Which is to say, in one fell swoop, Ryan has done to himself what he never accomplished through years of fiscal lunacy (this is his third high-profile budget; none has lingered for very long on planet Earth) and months of campaign-trail dishonesty (Ryan’s convention speech contained lie after lie after lie): He’s made it hard for political reporters to take him seriously. What the hell happened?
The fall from grace must be especially puzzling to Ryan, whose great skill has been exploiting the mores of the mainstream media. He has long understood that you could push a Randian agenda of tax cuts for the rich and spending cuts for the poor and, so long as you affected a plainspoken Midwestern-ness, you’d still look like a stand-up guy. He discovered it was possible to command wonkish cred while spouting endless budgetary nonsense, so long as you coated it in the language of “baselines” and “tax exclusions.” As my former colleague Jonathan Chait has written, “Ryan has grasped that the aura of specificity he has cultivated paradoxically renders the specifics themselves irrelevant.”
Above all, Ryan figured out that, in the heat of an election, the average political reporter wasn’t going to bust him for even the most brazen whoppers and policy-reversals. The stories, such as they were, would be ghettoized in the fact-checking precincts of the media establishment—not exactly a common destination for the average voter. If the policy controversies seeped into front-page stories, they would usually be cloaked in the he-said/she-said vernacular of false equivalence.
Hence Ryan’s willingness during the campaign to attack Obama for “raiding” Medicare to the tune of $716 billion dollars, even though the budget he released earlier that year advocated the same thing. A typical Politico piece left the accusation of hypocrisy to an Obama spokesman—“Congressman Ryan knows that the $716 billion in Medicare savings that he included in two of his own budgets do not cut a single guaranteed Medicare benefit”—where it could, of course, be easily dismissed. (In fairness, some outlets like the Times did note the change in position themselves, but tended to do it in passing, far down in their pieces.)

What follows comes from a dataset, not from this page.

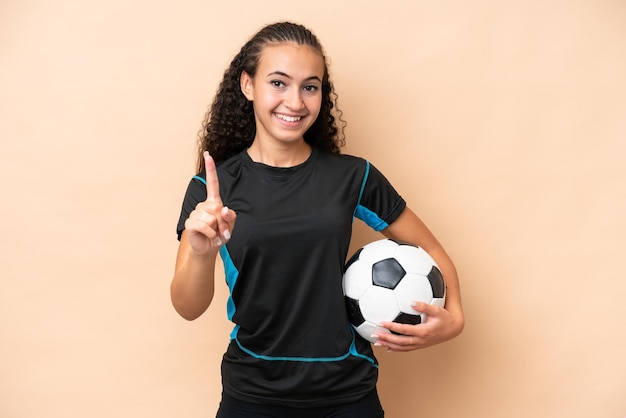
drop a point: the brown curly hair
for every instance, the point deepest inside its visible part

But there’s one insight Ryan didn’t fully glean: You can treat politics like a game, and you can assume reporters will, too. But you can’t go so far as to admit it’s a game.

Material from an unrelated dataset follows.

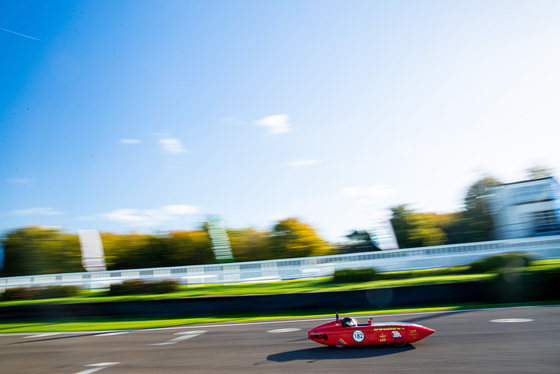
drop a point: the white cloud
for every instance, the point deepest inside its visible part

During the campaign, Ryan never broke character. When pressed on Medicare, he and his handlers would simply double-down: “Having already saddled the country with $5 trillion in new debt while cutting Medicare by $716 billion to pay for 'Obamacare,' President Obama cannot defend his broken promises,” an aide told the Times last August, “so he and his campaign are resorting to tired and misleading attacks.”

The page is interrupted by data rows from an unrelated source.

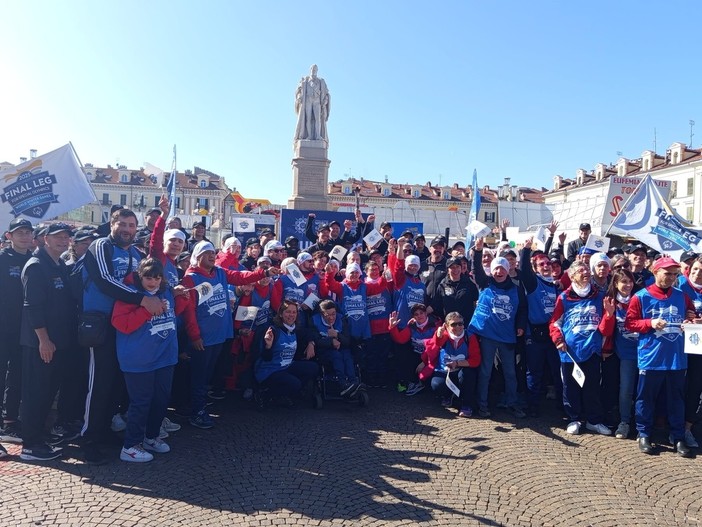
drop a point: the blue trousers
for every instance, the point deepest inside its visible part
(202, 365)
(149, 394)
(488, 349)
(540, 357)
(342, 363)
(584, 402)
(651, 383)
(292, 379)
(628, 376)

The problem with Ryan’s new budget—in which he reverts to his pre-campaign position on Medicare cuts—is that it more or less concedes the whole campaign, with its righteous defense of Medicare, was a charade. Among the Washington press corps, this is a major no-no. Depending on the circumstances, reporters may be happy to enable these reinventions, but they are loath to acknowledge their role in them. Ryan basically rubbed their noses in it. Even Politico, whose coverage most resembles ends-justifying scorekeeping, seemed to bridle at the transgression. The last five paragraphs of its main Ryan budget piece catalogued his history of Medicare flip-flops. The closing riff quoted a centrist budget wonk—the kind of person Ryan has made a career of courting—essentially outing him as full of it.
There’s a lesson in here for pols on the make: You can commit all manner of policy sins. If you’re earnest and charming, you can even attack your opponents for ideas over which you share paternity. But do not—I repeat, do not—show up the political media. Hell hath no fury like my fellow hacks spurned.